Questo naturalmente non vuol dire che sei uno stupratore. Ma che porti avanti le attitudini e i comportamenti cui comunemente ci si riferisce come cultura dello stupro.

Magari pensi “E basta, Zaron! Mica mi conosci! Figurati se ti lascio dire che sono una specie di fan dello stupro! Quello non sono sicuramente io.”
Ecco, so perfettamente come ci si sente. Ed è stata più o meno esattamente la mia risposta quando qualcuno mi ha detto che ero parte della cultura dello stupro. Suona davvero male. Eppure, immagina solo che cosa voglia dire muoversi per il mondo pensando che in qualsiasi momento potresti essere oggetto di violenza. Mi pare un po’ peggio! Insomma la cultura dello stupro è uno schifo per tutti. Ti invito però a non fissarti sulla terminologia. Non concentrarti sulle parole che ti offendono e non ignorare il problema che sta alla loro base – le parole “cultura dello stupro” non sono il problema. La realtà che descrivono è il problema.

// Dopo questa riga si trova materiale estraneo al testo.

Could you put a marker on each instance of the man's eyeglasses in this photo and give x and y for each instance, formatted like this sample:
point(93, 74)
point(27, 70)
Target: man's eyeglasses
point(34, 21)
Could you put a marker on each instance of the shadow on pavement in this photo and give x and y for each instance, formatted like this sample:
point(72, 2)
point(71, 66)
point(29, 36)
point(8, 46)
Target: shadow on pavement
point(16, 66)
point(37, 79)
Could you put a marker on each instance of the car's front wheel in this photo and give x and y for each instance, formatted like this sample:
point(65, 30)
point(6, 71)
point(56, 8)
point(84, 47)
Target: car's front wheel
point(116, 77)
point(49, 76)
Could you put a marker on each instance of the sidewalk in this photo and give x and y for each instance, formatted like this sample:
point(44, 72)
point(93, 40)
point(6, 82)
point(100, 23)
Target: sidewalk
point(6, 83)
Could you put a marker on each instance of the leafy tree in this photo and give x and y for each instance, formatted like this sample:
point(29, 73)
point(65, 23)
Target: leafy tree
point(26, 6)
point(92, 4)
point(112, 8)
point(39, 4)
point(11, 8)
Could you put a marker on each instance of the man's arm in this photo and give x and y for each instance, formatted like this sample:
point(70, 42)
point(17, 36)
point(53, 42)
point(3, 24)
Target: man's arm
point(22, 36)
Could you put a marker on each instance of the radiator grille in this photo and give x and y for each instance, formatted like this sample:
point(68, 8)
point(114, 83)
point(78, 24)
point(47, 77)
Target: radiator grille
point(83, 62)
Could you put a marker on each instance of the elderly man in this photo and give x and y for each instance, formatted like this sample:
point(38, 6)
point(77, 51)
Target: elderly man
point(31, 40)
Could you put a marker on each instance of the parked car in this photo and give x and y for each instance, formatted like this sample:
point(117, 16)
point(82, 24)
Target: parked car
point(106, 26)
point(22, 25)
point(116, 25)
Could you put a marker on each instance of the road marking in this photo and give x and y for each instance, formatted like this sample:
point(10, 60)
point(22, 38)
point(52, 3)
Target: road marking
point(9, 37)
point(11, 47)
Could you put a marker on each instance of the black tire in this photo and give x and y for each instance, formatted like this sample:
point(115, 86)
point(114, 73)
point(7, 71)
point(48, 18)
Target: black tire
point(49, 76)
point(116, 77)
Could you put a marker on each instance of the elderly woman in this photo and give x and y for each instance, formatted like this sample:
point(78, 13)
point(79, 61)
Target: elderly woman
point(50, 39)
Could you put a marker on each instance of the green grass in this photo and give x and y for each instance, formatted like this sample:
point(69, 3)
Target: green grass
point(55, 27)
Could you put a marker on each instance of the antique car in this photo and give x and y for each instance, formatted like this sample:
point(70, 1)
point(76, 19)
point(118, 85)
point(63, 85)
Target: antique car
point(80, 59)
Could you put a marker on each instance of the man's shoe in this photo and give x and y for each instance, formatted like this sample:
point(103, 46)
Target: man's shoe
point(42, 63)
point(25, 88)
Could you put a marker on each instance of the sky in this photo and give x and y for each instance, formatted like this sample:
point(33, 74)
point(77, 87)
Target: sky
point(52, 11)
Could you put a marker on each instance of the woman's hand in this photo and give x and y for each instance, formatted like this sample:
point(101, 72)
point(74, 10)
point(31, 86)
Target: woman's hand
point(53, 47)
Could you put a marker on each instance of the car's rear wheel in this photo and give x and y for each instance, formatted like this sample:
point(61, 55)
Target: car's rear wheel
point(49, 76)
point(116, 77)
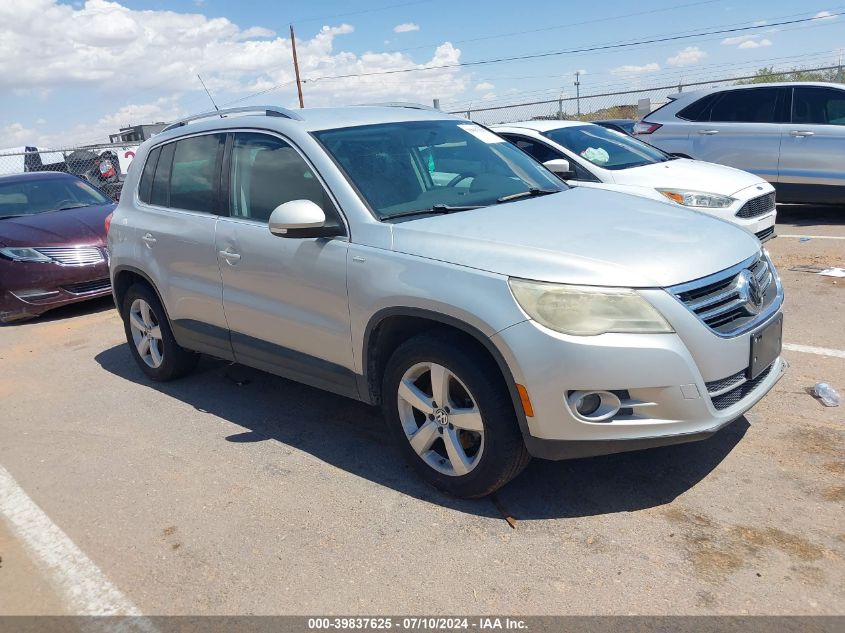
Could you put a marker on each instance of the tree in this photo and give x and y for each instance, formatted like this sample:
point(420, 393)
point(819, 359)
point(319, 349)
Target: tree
point(767, 74)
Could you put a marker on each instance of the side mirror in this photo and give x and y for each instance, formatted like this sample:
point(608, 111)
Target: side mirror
point(290, 218)
point(560, 167)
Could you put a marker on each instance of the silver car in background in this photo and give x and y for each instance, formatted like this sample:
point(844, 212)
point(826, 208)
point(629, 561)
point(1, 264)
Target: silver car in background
point(415, 260)
point(791, 134)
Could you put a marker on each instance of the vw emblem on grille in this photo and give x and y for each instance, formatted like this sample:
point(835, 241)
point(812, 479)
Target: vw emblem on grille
point(750, 292)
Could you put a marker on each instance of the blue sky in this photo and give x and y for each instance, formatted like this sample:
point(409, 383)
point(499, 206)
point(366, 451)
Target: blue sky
point(73, 71)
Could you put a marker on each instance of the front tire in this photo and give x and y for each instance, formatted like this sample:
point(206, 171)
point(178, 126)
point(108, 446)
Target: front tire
point(150, 338)
point(452, 416)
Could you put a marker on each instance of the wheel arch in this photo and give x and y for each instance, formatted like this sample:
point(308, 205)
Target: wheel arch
point(387, 328)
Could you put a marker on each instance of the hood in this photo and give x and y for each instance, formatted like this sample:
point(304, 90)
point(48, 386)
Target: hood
point(683, 173)
point(582, 236)
point(57, 228)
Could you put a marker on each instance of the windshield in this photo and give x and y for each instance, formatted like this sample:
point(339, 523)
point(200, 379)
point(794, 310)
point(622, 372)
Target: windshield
point(606, 148)
point(433, 166)
point(30, 197)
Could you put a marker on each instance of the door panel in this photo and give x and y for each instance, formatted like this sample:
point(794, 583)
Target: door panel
point(285, 299)
point(177, 246)
point(813, 145)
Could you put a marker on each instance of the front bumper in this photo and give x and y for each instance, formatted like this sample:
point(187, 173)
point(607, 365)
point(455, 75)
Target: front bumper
point(663, 376)
point(28, 290)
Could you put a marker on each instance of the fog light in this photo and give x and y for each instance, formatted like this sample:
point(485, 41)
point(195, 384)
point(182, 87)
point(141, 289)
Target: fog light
point(594, 406)
point(589, 404)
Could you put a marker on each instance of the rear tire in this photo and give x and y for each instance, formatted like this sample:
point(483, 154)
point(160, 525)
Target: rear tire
point(468, 444)
point(150, 338)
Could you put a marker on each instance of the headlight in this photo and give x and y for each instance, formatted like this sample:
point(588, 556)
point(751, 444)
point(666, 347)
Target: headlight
point(698, 198)
point(23, 254)
point(587, 310)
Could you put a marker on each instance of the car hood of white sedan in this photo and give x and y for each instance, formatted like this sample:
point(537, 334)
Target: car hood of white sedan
point(694, 175)
point(581, 236)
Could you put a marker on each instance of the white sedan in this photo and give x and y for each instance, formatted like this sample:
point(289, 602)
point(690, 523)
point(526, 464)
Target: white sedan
point(593, 156)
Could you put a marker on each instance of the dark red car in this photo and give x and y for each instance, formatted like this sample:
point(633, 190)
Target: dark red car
point(52, 243)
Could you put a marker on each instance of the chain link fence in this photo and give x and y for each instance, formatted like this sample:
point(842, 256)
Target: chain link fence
point(104, 166)
point(627, 104)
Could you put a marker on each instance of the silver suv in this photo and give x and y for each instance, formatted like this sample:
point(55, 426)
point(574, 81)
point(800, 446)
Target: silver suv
point(791, 134)
point(415, 260)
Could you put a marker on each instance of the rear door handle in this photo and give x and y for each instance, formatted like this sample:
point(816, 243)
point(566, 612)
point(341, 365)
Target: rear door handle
point(230, 257)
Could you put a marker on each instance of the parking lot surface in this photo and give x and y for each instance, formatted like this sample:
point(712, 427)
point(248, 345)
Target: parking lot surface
point(236, 492)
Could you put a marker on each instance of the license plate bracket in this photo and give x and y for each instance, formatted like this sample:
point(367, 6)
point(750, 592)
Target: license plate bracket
point(766, 345)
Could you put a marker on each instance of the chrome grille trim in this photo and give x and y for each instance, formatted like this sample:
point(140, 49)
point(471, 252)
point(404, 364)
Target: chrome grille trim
point(715, 300)
point(73, 255)
point(757, 206)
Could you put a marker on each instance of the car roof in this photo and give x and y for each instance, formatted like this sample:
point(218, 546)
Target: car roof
point(542, 126)
point(310, 119)
point(770, 84)
point(36, 175)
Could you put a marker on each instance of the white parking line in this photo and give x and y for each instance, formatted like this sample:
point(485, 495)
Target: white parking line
point(821, 351)
point(84, 588)
point(815, 237)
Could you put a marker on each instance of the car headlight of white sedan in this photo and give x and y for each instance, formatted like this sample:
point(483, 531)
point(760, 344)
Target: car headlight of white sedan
point(587, 310)
point(699, 199)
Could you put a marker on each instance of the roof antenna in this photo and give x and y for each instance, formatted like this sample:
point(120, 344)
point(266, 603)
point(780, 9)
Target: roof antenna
point(209, 94)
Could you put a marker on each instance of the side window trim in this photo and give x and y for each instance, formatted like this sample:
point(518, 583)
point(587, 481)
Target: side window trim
point(227, 170)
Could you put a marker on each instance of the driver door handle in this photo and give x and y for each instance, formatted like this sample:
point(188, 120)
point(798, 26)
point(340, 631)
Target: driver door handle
point(231, 257)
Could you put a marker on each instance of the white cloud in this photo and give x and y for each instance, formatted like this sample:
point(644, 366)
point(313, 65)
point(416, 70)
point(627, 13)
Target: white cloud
point(128, 56)
point(755, 43)
point(747, 41)
point(687, 57)
point(635, 70)
point(406, 27)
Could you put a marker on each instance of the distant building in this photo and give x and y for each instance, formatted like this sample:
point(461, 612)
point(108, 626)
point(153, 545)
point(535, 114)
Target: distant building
point(136, 133)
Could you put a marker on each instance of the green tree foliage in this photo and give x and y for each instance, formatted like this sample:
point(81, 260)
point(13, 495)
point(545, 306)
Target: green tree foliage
point(767, 74)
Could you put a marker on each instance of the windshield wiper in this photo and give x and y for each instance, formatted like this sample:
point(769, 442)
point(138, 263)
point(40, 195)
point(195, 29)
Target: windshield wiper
point(534, 191)
point(436, 209)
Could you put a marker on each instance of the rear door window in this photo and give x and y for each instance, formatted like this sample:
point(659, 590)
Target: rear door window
point(194, 175)
point(754, 105)
point(818, 106)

Gli uomini sono i principali agenti e sostenitori della cultura dello stupro.
Certo, lo stupro non è solo commesso dagli uomini. Le donne non sono le uniche vittime — uomini usano violenza su uomini, donne usano violenza su uomini — ma la ragione per cui lo stupro è un problema degli uomini, IL nostro problema, è che gli uomini commettono il 99% delle violenze denunciate.

Quindi com’è che TU partecipi alla cultura dello stupro? Beh, odio dovertelo dire, ma è semplicemente perché sei un uomo.